Backup and recovery software products are crucial for enterprise level network clients. Customers rely on backup systems to efficiently back up and recover data in the event of user error, data loss, system outages, hardware failure, or other catastrophic events to allow business applications to remain in service or quickly come back up to service after a failure condition or an outage. The advent of virtualization technology has led to the increased use of virtual machines as data storage targets. Virtual machine (VM) disaster recovery systems using hypervisor platforms, such as a vSphere or ESXi platform from VMware or Hyper-V from Microsoft, among others, have been developed to provide recovery from multiple disaster scenarios including total site loss. The immense amount of data involved in large-scale (e.g., municipal, enterprise, etc.) level backup applications and the number of different potential problems that exist means that backup performance and reliable operation is a critical concern for system administrators.
In a backup system, a backup proxy is a component responsible retrieving and transferring VM data. During backup or replication activities, the backup proxy retrieves VM data from the source datastore, processes it and transfers to the destination storage. The backup proxy is also used to write data back to the source datastore during full VM restore and VM disk restore. In general, the backup proxy must provide an optimal route for VM data traffic and configuring a backup proxy requires analysis of the connection between the source datastore and the backup proxy.
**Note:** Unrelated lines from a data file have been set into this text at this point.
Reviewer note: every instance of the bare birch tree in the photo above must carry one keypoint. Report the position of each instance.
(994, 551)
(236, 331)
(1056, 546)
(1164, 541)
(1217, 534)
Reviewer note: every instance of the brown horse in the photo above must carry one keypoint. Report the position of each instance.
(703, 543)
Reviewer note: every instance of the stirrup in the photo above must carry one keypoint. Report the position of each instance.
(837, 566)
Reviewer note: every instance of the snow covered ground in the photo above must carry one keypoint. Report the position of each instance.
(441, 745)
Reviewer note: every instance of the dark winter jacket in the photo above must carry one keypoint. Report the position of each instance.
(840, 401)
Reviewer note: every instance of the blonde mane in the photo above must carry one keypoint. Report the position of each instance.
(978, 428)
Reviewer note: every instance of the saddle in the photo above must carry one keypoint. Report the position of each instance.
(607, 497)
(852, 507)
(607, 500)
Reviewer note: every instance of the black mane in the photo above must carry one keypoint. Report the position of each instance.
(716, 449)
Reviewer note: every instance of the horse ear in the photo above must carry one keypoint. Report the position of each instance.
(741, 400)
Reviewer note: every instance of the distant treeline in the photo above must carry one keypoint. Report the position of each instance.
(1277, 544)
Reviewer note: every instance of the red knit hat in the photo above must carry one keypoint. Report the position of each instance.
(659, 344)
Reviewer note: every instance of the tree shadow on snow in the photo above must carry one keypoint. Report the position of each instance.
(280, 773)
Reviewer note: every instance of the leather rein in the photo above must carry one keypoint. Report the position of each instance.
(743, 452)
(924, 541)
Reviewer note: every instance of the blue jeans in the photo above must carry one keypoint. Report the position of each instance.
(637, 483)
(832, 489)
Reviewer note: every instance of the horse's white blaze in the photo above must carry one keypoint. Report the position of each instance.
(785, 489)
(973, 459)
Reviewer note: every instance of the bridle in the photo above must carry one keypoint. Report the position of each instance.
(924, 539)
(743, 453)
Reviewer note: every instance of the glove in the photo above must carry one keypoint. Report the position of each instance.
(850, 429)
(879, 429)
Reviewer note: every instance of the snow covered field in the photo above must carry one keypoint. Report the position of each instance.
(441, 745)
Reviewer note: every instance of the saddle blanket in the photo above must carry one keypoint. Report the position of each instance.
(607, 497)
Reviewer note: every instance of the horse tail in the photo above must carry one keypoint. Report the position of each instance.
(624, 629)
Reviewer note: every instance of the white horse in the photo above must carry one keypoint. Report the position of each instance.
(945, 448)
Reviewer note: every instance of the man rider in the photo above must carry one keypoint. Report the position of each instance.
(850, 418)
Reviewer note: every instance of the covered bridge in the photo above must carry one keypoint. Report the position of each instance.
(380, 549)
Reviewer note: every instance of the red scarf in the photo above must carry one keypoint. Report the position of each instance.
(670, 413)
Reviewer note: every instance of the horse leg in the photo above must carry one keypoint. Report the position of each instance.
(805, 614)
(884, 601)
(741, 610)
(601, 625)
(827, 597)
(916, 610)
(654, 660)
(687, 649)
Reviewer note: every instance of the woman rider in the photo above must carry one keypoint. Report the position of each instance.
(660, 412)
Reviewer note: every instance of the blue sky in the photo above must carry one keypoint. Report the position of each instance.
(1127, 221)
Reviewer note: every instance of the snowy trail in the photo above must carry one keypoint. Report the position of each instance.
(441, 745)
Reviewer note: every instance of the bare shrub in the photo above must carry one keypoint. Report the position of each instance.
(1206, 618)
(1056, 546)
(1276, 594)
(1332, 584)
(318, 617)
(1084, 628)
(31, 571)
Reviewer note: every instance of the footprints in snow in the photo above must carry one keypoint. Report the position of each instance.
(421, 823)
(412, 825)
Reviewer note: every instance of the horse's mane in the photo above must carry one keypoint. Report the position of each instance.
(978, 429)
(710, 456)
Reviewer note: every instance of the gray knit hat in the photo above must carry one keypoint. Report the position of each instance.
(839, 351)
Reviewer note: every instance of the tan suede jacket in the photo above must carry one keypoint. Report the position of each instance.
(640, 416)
In present backup systems, proxy nodes are typically associated with the backup application proxy server and are therefore tightly coupled together. Each backup application can have many proxy servers associated with it, which themselves might be associated with same hypervisor or a different hypervisor. The association of proxy nodes to the proxy server is mainly due to the fact that during the backup operation, the system needs more parallel sessions and since a proxy server has a certain limitation, it needs associated proxy nodes to help and offload its work.
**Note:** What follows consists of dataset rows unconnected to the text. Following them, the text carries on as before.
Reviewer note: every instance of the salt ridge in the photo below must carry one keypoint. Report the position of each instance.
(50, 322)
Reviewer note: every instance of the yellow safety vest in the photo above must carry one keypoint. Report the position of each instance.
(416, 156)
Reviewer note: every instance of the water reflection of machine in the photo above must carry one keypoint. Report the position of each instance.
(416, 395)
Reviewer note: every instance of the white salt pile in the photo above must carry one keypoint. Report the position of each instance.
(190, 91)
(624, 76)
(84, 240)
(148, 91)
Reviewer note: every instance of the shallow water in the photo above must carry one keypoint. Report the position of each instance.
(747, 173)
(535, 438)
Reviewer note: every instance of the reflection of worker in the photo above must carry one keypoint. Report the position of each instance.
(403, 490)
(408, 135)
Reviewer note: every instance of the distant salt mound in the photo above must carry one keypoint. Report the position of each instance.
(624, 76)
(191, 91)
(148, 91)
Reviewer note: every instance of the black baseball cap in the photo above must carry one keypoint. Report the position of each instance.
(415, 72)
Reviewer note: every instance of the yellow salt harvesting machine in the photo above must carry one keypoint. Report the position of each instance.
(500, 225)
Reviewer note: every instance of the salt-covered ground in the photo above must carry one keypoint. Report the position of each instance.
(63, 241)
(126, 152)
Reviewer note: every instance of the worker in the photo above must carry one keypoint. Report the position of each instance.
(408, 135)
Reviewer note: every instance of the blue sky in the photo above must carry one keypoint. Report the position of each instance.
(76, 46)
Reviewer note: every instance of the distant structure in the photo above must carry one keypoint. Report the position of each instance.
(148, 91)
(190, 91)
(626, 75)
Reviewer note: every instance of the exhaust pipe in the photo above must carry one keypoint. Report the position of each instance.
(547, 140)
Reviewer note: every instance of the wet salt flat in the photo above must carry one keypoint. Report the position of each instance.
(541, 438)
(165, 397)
The tight coupling or association of proxy nodes to specific proxy servers often results in non-optimal use of system resources since some proxy nodes may go unused. Thus, certain tightly coupled proxy servers may sit idle even during periods when those resources may be better used for other purposes. Also, if the backup environment has more than one proxy server then each proxy server needs to have the same number (x) of proxy nodes in order to achieve desired concurrency. Furthermore, proxy node assignment is often a manual user-specified process that adds overhead and imposes a tedious task for users.
What is needed is a backup system that that provides greater use of available resources and provides automated proxy selection, thus requiring no manual association of proxy node simplify user involvement and enhance the total customer experience.